Najgorzej jest, gdy umiera dziecko. Wtedy przedsiębiorca pogrzebowy płacze razem z żałobnikami. A gdy nie widzą, rozmawia czule ze zmarłym. Oswaja śmierć.

Przypominamy archiwalny reportaż Renaty Kim.

Kiedy Beata Steinhoff szykowała do ostatniej drogi dwie serdeczne koleżanki, nie płakała. – Nie mogła mi zadrżeć ręka, bo robiłam im kreski na powiekach i malowałam usta. Było ciężko, ale dałam radę. Mówiłam do nich po imieniu, prosiłam, żeby się o nic nie martwiły. Obiecywałam, że będę się spotykała z ich dziećmi, pomogę w razie czego. I zawsze będę powtarzać, że ich matki to były superbabki – mówi Steinhoff, która od ponad 20 lat prowadzi z mężem zakład pogrzebowy w Tarnowie, jeszcze dziś wzrusza się na wspomnienie tych monologów nad trumnami przyjaciółek.

– Pracownicy zakładów pogrzebowych często rozmawiają ze zmarłymi. Bywa, że gdy ubierają do trumny starszą kobietę, proszą: „Daj, babcia, rączkę”. Do mężczyzny mówią: „Chodź, włożymy koszulę”. Tak jakby chcieli rozładować atmosferę w pustej i cichej chłodni, zaprzyjaźnić się ze zmarłym – mówi prawniczka Beata Mróz, która w 2002 r. pod kierunkiem prof. Jerzego Bralczyka napisała pracę magisterską o języku branży funeralnej.

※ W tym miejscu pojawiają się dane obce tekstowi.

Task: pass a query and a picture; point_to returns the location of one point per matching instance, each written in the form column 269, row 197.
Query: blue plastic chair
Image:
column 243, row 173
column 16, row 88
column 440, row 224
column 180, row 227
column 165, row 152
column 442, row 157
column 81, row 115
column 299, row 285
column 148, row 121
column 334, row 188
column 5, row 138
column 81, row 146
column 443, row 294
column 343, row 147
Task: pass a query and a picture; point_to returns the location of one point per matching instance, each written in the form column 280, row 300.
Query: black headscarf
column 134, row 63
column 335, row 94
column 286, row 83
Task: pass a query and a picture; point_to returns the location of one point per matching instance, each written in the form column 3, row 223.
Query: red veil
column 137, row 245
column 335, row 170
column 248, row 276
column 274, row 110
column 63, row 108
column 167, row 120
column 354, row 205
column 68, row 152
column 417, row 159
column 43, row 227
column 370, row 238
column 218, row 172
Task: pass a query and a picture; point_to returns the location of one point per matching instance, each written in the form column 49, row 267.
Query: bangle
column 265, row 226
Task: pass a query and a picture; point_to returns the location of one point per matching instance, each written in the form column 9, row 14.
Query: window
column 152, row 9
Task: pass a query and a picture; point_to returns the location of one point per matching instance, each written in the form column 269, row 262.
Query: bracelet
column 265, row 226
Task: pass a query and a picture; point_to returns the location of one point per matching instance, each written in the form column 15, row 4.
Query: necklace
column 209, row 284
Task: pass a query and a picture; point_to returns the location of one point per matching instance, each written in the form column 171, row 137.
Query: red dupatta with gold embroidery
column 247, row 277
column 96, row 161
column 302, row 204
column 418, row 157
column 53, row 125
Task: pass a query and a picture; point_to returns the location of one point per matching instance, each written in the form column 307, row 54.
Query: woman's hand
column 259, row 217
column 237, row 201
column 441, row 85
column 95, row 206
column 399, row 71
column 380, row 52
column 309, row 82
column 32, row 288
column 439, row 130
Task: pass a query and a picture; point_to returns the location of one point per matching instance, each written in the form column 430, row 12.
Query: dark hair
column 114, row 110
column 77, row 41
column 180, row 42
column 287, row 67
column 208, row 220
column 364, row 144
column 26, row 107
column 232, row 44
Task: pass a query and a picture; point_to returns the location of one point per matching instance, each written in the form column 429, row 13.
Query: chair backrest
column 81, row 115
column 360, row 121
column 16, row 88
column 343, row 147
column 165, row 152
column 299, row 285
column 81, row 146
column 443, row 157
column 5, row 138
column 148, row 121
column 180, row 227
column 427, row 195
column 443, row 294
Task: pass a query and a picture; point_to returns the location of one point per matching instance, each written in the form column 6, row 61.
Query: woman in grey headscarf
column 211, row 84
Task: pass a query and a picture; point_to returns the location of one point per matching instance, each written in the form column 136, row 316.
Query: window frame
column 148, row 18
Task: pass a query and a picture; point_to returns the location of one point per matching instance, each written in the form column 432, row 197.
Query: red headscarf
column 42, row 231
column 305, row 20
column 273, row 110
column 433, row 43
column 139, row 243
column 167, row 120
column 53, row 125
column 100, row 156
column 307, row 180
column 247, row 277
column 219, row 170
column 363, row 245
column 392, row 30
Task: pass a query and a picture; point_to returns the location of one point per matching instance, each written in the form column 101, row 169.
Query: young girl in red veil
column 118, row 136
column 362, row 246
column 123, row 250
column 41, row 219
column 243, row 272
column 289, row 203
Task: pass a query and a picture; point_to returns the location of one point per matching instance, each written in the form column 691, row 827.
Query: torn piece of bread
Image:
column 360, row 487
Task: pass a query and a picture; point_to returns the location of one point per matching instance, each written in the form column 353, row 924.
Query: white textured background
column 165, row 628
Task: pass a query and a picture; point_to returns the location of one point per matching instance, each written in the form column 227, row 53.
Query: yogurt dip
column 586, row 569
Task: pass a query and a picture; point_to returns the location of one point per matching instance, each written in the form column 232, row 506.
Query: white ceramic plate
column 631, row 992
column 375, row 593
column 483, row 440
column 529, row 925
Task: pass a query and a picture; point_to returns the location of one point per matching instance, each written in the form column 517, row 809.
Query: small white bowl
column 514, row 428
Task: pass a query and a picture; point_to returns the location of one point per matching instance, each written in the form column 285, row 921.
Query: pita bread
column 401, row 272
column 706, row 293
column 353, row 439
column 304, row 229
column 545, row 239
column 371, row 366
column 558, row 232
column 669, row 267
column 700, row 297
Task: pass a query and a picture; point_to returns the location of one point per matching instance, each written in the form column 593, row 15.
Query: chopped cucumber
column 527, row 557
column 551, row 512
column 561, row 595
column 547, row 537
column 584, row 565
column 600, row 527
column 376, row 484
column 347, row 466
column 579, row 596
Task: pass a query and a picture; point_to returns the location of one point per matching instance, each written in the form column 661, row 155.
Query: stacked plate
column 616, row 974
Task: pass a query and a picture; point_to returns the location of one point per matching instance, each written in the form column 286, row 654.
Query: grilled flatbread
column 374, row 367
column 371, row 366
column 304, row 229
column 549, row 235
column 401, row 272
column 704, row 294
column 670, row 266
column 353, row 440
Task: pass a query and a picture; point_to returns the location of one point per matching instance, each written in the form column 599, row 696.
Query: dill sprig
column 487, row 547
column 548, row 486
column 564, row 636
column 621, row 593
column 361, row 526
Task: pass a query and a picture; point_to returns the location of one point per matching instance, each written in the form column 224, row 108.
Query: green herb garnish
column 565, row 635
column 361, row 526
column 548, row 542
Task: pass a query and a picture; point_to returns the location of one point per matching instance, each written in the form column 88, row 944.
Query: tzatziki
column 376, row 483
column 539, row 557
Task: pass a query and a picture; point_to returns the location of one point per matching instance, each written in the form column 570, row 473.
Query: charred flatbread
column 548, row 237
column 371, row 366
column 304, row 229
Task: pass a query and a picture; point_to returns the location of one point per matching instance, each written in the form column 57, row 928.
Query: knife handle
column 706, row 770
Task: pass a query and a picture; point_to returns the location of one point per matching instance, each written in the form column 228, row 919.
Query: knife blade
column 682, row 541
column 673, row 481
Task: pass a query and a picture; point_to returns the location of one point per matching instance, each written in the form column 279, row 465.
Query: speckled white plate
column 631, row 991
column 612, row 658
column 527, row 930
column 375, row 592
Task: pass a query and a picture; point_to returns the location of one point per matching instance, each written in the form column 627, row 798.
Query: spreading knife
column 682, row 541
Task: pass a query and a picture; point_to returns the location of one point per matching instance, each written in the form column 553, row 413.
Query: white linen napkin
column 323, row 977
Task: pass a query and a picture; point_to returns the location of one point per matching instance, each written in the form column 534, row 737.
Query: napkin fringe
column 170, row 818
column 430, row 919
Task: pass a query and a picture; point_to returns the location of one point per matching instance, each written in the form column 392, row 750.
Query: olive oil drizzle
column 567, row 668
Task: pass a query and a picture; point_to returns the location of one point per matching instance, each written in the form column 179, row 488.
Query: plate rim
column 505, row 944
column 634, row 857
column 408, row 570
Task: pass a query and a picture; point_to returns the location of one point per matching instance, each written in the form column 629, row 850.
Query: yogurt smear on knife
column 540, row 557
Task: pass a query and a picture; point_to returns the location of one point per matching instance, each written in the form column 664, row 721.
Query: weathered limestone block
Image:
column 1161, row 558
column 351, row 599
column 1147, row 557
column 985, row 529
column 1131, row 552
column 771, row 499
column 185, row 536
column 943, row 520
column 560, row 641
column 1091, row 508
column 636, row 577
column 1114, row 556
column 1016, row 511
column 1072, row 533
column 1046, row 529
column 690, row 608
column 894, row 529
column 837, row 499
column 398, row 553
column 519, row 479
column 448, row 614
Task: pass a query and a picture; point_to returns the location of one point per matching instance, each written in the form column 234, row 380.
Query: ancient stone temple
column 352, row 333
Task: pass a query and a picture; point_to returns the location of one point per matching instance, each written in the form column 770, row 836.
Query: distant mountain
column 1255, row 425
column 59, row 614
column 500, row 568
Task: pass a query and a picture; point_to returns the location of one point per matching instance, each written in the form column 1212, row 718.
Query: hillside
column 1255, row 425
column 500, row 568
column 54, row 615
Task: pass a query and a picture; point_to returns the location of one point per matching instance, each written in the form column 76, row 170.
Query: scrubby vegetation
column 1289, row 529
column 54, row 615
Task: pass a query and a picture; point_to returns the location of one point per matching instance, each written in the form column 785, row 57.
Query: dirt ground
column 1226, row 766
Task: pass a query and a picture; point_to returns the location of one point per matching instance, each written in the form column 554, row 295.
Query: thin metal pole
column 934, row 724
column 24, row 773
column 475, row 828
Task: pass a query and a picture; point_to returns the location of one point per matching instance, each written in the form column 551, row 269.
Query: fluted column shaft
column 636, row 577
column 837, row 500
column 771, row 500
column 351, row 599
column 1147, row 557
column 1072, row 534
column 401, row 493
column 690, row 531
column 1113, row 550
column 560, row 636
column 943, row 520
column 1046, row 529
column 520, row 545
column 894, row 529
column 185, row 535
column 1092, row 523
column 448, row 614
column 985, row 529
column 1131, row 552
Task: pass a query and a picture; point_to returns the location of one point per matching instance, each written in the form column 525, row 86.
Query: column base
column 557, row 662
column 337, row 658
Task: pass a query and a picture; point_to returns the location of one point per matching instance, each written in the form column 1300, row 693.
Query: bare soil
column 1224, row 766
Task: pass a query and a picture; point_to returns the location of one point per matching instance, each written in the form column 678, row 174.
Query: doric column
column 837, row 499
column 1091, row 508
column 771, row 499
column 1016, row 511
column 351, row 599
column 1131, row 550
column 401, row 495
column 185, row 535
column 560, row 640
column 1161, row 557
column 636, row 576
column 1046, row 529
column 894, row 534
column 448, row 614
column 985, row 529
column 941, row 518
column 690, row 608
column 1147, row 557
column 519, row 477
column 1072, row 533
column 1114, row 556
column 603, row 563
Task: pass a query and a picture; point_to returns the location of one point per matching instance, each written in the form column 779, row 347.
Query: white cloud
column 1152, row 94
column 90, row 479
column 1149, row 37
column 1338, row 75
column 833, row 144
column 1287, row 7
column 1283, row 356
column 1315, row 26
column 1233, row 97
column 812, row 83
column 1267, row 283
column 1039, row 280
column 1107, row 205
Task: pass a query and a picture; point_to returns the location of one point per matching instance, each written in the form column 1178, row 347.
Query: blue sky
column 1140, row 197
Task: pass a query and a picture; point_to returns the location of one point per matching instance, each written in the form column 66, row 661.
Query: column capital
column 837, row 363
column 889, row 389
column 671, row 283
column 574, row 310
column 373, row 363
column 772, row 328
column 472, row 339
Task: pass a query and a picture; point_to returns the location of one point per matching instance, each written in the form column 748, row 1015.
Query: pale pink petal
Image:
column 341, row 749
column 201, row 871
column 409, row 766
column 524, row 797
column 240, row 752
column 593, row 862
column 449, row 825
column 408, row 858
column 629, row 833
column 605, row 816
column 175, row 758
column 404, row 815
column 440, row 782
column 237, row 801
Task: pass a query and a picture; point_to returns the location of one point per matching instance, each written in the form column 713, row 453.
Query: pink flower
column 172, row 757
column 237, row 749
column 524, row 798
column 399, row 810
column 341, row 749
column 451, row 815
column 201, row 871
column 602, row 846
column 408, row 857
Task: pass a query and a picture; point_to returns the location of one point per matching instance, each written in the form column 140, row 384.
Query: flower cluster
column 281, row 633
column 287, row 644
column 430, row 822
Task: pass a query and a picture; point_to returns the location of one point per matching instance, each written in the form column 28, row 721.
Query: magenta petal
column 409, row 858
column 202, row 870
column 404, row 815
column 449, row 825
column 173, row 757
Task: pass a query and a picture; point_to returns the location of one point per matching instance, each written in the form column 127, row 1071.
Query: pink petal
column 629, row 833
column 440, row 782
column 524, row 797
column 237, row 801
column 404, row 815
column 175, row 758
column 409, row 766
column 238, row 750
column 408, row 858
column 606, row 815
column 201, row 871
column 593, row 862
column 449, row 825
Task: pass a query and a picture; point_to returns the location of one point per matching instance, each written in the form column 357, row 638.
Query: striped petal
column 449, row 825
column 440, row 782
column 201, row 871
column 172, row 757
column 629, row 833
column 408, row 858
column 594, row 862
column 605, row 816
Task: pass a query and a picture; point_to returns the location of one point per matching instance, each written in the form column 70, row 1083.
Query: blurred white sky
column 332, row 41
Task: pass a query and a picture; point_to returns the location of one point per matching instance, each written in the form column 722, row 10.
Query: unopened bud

Temat wybrała przypadkiem. Kiedy była na trzecim roku dziennikarstwa na UW, zachorowała i musiała leżeć w szpitalu. Któregoś dnia rano poszła do łazienki, ale była zamknięta, a na drzwiach wisiała kartka z napisem „Nieczynne”. – Zdziwiłam się, więc opowiedziałam o tym pacjentkom, które leżały w tej samej sali. A one: „To znaczy, że ktoś umarł”. Bo w szpitalu nie ma pomieszczenia do przechowywania ciał, zanim lekarz oficjalnie stwierdzi zgon, więc umieszcza się je na kilka godzin w łazience. Zmroziło mnie – wspomina.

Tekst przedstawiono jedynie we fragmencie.